Fragile Security
CSS
User submitted anything is a security risk. User submitted CSS and HTML even more so. This is why I was hesitant in offering users the ability to add custom CSS.
It's one thing when you are adding CSS to a page only you can access, and it's an entirely different can of worms once others can access your page as well.
The way I decided to deal with sanitizing CSS without relying on external libraries for the time being is like so:
public static function sanitizeCSS(string $string) : string {
$string = str_replace("'", '"', $string); // Replace single quote with double quote
$string = strip_tags($string);
$string = preg_replace('#((?:java)?script|onload|x00)#', '', $string);
return $string;
}
So, in essence:
- Make sure we only have double quotes.
- Strip all HTML tags from CSS.
- Remove any instances of
javascript
,script
,onload
or NUL bytes.
Uploading Images
If user CSS was a troublesome addition due to the potential security risks it opens up, then uploading images anything is even worse.

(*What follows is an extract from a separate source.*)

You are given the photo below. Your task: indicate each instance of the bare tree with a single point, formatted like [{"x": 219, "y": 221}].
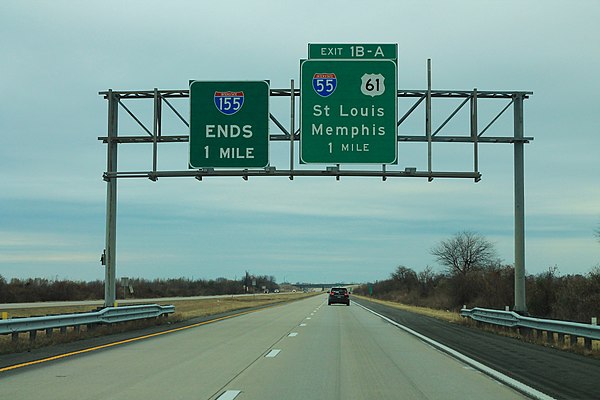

Prior to upload, the following things are checked:
NONCE verification.TBD.- User logged in verification.
Validity checks:
private static function isImageValid(array $image): bool {
$path = $image['tmp_name'];
$type = $image['type'];
$extension = pathinfo($image['name'], PATHINFO_EXTENSION);
$validType = array_key_exists($type, self::$allowedFiletypes) && array_key_exists(mime_content_type($path), self::$allowedFiletypes);
$validExt = $validType && self::$allowedFiletypes[$type] === $extension;
$validSize = $image['size'] <= self::$maxFileSize;
return $validType && $validExt && $validSize;
}
- The MIME type is checked against an array of allowed types.
- The file extension is evaluated against the MIME type.
- The file size is checked against the maximum allowed size.
- If the file is valid, it's moved to the upload directory and renamed to the MD5 value of the file. This way we also prevent duplicates.
- If the file is invalid, it's renamed and passed to quarantine to be analyzed later.